Diversity in Romance

The Ripped Bodice released their second annual diversity report last week. You can read both the 2016 and 2017 reports at their website. The Ripped Bodice also outline their methodology and why they focused on racial diversity, and not all the other ways that humans are fascinating and different to each other.

For every 100 books published by the leading romance publishers in 2017, only 6.2 were written by people of color. Down from 7.8 in 2016.”

To put some context around this USA-centric study, the results need to be aligned with the USA population figures. The 2010 USA census notes that 63.7% of respondents wrote their race as ‘white’, while the remaining 36.3% gave other options. Therefore, the baseline expectation should be that 36 of every 100 books published by leading publishers in romance should be by people of colour. There is a huge disadvantage gap.

What do I mean by disadvantage gap? 

In 2016, the Lee & Low racial diversity study gave excellent data across the USA publishing industry (broader than romance publishing), and I created a graph that aligned their results with the USA population figures. The study hasn’t been updated, but here is my graph of their results.

This graph easily outlines the advantage of white writers (80% of books published with only 64% of population), and the disadvantage of other USA racial groups.

Note: these figures are not available in Australia, but a simple glance around the room at both GenreCon and RWAustralia’s conference in 2017 shows a world which isn’t very diverse. I noticed this because I live in a highly diverse suburb, and the faces at conferences didn’t reflect the faces I’m used to seeing every day.

But I’m an Australian white writer – what can I do?
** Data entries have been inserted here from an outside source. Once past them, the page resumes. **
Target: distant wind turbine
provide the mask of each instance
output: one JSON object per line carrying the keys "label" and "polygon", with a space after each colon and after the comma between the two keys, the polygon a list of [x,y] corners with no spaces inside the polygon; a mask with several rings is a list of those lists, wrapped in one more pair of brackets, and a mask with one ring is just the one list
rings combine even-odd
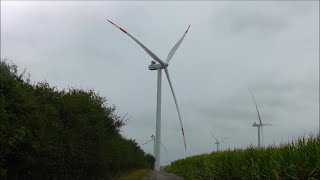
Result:
{"label": "distant wind turbine", "polygon": [[[210,131],[210,130],[209,130]],[[215,144],[217,145],[217,152],[219,151],[219,144],[222,142],[222,141],[224,141],[224,140],[226,140],[226,139],[228,139],[228,138],[223,138],[221,141],[218,141],[218,139],[212,134],[212,132],[210,131],[210,134],[211,134],[211,136],[216,140],[216,142],[215,142]]]}
{"label": "distant wind turbine", "polygon": [[155,150],[155,170],[156,171],[160,171],[160,138],[161,138],[161,73],[162,73],[162,69],[164,69],[164,72],[166,73],[168,82],[169,82],[169,86],[171,88],[171,92],[173,95],[173,99],[174,102],[176,104],[176,108],[178,111],[178,116],[179,116],[179,120],[180,120],[180,126],[181,126],[181,132],[182,132],[182,136],[183,136],[183,142],[184,142],[184,148],[186,149],[186,140],[185,140],[185,136],[184,136],[184,130],[183,130],[183,126],[182,126],[182,120],[181,120],[181,115],[180,115],[180,110],[178,107],[178,101],[176,98],[176,95],[174,93],[173,90],[173,86],[170,80],[170,76],[169,76],[169,71],[168,71],[168,65],[169,65],[169,61],[171,60],[171,58],[173,57],[173,55],[175,54],[175,52],[177,51],[177,49],[179,48],[181,42],[183,41],[184,37],[186,36],[190,25],[188,27],[188,29],[184,32],[184,34],[182,35],[182,37],[180,38],[180,40],[173,46],[173,48],[170,50],[166,61],[162,61],[158,56],[156,56],[153,52],[151,52],[145,45],[143,45],[140,41],[138,41],[135,37],[133,37],[131,34],[129,34],[126,30],[124,30],[123,28],[119,27],[118,25],[114,24],[113,22],[111,22],[110,20],[108,20],[112,25],[114,25],[115,27],[117,27],[118,29],[120,29],[123,33],[125,33],[126,35],[128,35],[131,39],[133,39],[136,43],[139,44],[139,46],[145,50],[153,60],[155,61],[151,61],[151,65],[149,65],[149,70],[153,71],[153,70],[157,70],[158,71],[158,82],[157,82],[157,112],[156,112],[156,150]]}
{"label": "distant wind turbine", "polygon": [[[256,100],[254,99],[254,97],[253,97],[253,94],[252,94],[252,92],[251,92],[251,90],[249,89],[249,91],[250,91],[250,94],[251,94],[251,96],[252,96],[252,99],[253,99],[253,102],[254,102],[254,105],[255,105],[255,107],[256,107],[256,110],[257,110],[257,114],[258,114],[258,119],[259,119],[259,122],[260,123],[256,123],[256,122],[254,122],[253,123],[253,127],[257,127],[258,128],[258,147],[260,148],[261,147],[261,144],[263,144],[263,130],[262,130],[262,127],[263,126],[272,126],[272,124],[270,124],[270,123],[262,123],[262,121],[261,121],[261,116],[260,116],[260,113],[259,113],[259,110],[258,110],[258,106],[257,106],[257,103],[256,103]],[[261,138],[260,138],[260,130],[261,130]],[[260,140],[261,140],[261,142],[260,142]]]}

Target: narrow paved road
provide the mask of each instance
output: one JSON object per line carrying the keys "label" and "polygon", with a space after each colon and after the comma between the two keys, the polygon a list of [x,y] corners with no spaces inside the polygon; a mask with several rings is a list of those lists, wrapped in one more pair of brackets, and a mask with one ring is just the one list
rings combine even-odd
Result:
{"label": "narrow paved road", "polygon": [[146,180],[182,180],[182,178],[166,172],[152,171]]}

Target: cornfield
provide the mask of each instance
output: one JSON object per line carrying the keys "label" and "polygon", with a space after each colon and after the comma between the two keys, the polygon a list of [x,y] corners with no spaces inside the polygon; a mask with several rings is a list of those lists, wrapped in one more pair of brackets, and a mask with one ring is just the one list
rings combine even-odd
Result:
{"label": "cornfield", "polygon": [[172,162],[165,171],[185,180],[320,179],[320,135],[280,146],[192,156]]}

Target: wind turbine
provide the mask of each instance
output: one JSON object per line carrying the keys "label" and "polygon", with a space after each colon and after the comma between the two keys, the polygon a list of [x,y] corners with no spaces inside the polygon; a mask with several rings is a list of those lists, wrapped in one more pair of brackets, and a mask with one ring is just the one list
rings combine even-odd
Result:
{"label": "wind turbine", "polygon": [[[209,130],[210,131],[210,130]],[[211,136],[216,140],[215,144],[217,145],[217,152],[219,151],[219,144],[226,140],[227,138],[223,138],[221,141],[218,141],[218,139],[216,137],[214,137],[214,135],[212,134],[212,132],[210,131]]]}
{"label": "wind turbine", "polygon": [[[153,141],[153,156],[155,155],[155,147],[156,147],[156,141],[155,141],[156,137],[153,136],[153,134],[151,135],[151,139],[143,144],[141,144],[141,146],[150,143],[151,141]],[[163,143],[161,142],[161,146],[163,147],[163,149],[166,151],[167,156],[168,156],[168,151],[167,148],[163,145]]]}
{"label": "wind turbine", "polygon": [[182,125],[182,120],[181,120],[181,115],[180,115],[180,110],[178,107],[178,101],[176,98],[176,95],[174,93],[173,87],[172,87],[172,83],[170,80],[170,76],[169,76],[169,71],[168,71],[168,63],[171,60],[171,58],[173,57],[174,53],[177,51],[178,47],[180,46],[181,42],[183,41],[184,37],[186,36],[190,25],[188,27],[188,29],[185,31],[185,33],[183,34],[183,36],[180,38],[180,40],[173,46],[173,48],[171,49],[171,51],[169,52],[167,59],[164,61],[162,61],[158,56],[156,56],[153,52],[151,52],[147,47],[145,47],[140,41],[138,41],[136,38],[134,38],[131,34],[129,34],[126,30],[124,30],[123,28],[119,27],[118,25],[114,24],[113,22],[111,22],[110,20],[108,20],[112,25],[114,25],[115,27],[119,28],[123,33],[125,33],[126,35],[128,35],[131,39],[133,39],[136,43],[138,43],[143,50],[145,50],[151,57],[153,60],[155,61],[151,61],[151,64],[148,66],[150,71],[153,70],[157,70],[158,71],[158,82],[157,82],[157,112],[156,112],[156,150],[155,150],[155,170],[156,171],[160,171],[160,138],[161,138],[161,77],[162,77],[162,69],[164,69],[169,85],[170,85],[170,89],[173,95],[173,99],[174,102],[176,104],[176,108],[178,111],[178,116],[179,116],[179,120],[180,120],[180,126],[181,126],[181,132],[182,132],[182,136],[183,136],[183,142],[184,142],[184,148],[186,149],[186,140],[185,140],[185,136],[184,136],[184,130],[183,130],[183,125]]}
{"label": "wind turbine", "polygon": [[[250,89],[249,89],[249,91],[250,91],[250,94],[252,96],[254,105],[256,106],[256,110],[257,110],[257,114],[258,114],[258,118],[259,118],[259,122],[260,122],[260,123],[254,122],[253,125],[252,125],[253,127],[257,127],[258,128],[258,147],[260,148],[261,144],[263,144],[263,130],[262,130],[262,127],[263,126],[271,126],[272,124],[270,124],[270,123],[264,123],[263,124],[262,123],[256,100],[254,99],[253,94],[252,94]],[[260,130],[261,130],[261,138],[262,139],[260,138]],[[260,140],[261,140],[262,143],[260,143]]]}

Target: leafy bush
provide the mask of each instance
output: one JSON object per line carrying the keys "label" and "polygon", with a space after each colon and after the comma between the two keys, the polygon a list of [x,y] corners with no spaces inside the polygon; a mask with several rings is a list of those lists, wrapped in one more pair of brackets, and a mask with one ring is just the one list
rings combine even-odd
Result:
{"label": "leafy bush", "polygon": [[149,166],[134,140],[121,136],[123,118],[93,90],[59,91],[32,84],[0,61],[0,177],[111,178]]}

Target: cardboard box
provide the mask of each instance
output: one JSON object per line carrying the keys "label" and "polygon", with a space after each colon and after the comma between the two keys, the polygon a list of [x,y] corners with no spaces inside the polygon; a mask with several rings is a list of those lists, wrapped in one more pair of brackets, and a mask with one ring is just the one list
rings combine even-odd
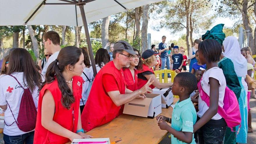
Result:
{"label": "cardboard box", "polygon": [[168,108],[173,102],[173,95],[171,88],[159,89],[155,88],[153,90],[153,93],[161,95],[162,96],[162,108]]}
{"label": "cardboard box", "polygon": [[123,113],[153,118],[162,113],[161,95],[147,93],[147,98],[136,99],[125,105]]}
{"label": "cardboard box", "polygon": [[110,144],[110,140],[109,138],[83,138],[82,139],[74,139],[71,144]]}

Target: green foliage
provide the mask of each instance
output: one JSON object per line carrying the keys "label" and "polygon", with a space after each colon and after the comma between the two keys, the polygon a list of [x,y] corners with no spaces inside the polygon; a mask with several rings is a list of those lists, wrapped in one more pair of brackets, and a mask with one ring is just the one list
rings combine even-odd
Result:
{"label": "green foliage", "polygon": [[138,37],[134,41],[131,45],[132,47],[134,49],[137,49],[140,52],[141,51],[141,39],[140,37]]}
{"label": "green foliage", "polygon": [[95,56],[97,51],[99,49],[102,48],[102,43],[101,42],[93,40],[91,41],[91,44],[93,51],[93,55]]}
{"label": "green foliage", "polygon": [[36,57],[35,56],[35,54],[34,53],[34,52],[32,50],[32,49],[29,49],[28,50],[28,51],[29,51],[29,53],[30,55],[31,56],[31,57],[32,57],[32,59],[33,59],[33,60],[35,62],[36,61]]}

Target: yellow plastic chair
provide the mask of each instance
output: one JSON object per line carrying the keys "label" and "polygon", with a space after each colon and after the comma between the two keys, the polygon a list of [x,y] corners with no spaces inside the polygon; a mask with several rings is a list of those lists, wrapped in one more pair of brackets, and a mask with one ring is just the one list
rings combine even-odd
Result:
{"label": "yellow plastic chair", "polygon": [[[164,83],[168,83],[168,74],[170,74],[171,76],[171,82],[173,82],[174,80],[174,77],[176,76],[177,74],[175,71],[170,70],[156,70],[154,71],[155,75],[156,77],[158,75],[159,77],[159,81],[161,83],[163,83],[163,78],[162,78],[162,74],[164,74],[163,80]],[[174,95],[173,97],[176,98],[178,98],[179,96],[177,95]]]}

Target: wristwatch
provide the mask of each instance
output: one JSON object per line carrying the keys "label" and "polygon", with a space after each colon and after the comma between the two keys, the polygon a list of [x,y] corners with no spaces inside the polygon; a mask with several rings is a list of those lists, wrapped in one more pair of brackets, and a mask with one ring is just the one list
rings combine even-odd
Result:
{"label": "wristwatch", "polygon": [[83,129],[79,129],[77,131],[77,134],[78,133],[80,132],[83,132],[83,133],[84,133],[84,131],[83,130]]}

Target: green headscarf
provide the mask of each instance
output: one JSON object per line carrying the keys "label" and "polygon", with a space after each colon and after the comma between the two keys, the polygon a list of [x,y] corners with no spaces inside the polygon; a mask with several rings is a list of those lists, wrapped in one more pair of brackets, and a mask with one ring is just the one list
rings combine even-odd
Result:
{"label": "green headscarf", "polygon": [[226,37],[225,33],[222,31],[224,26],[224,24],[222,24],[214,26],[211,29],[207,31],[205,34],[202,35],[202,40],[213,39],[217,40],[222,45],[223,41]]}

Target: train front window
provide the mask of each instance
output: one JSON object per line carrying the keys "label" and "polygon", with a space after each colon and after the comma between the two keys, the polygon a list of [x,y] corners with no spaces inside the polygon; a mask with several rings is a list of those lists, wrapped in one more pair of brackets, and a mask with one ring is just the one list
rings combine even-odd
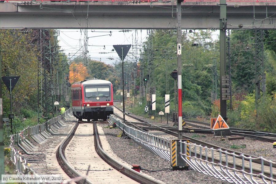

  1. Read. Read a wider range of authors. The Ripped Bodice study only looked at traditionally published books, there are many amazing indie books out there. Have a look at my recommendations page for a starting point.
  2. Meet real people. Look around you. The world is a diverse and fascinating place. And remember, diversity is about more than just race. Meet people with disabilities, people who have different sexuality to you, people who are neuro-diverse, etc.
  3. Ensure your own writing reflects reality. It’ll be easier once you’ve met real people, because you’ll have a closer understanding of a diverse world (ie the real world).
  4. Remember that history was written by white men. Other perspectives exist – women did stuff in history, gay people existed, WWII couldn’t have been won without Indian soldiers – you might have to hunt for their stories, but they are all there and have always been there.

About me

I’m an Australian writer who lives in a culturally diverse suburb. The parents at my kid’s school speak over 50 different languages. I’m mongrel bred white – my father is a Dutch immigrant (whose father was Russian and mother was half Dutch/half French), and my mother is a NZer of Scottish origins. I’m currently writing a contemporary romance series based around an advertising agency who puts together a diversity committee. The first one is about a Maori sports star who has a spinal injury, and a Chinese/Australian lawyer. Many of the people in my suburb are of Chinese origin, but have lived here longer than me. I wanted to play with the more Australian than the Australian concept. Other characters include a solo mum with a deaf child – my son’s best friend has cochlea implants, so there is a close connection there. I want those characters to exist (because they exist in the real world).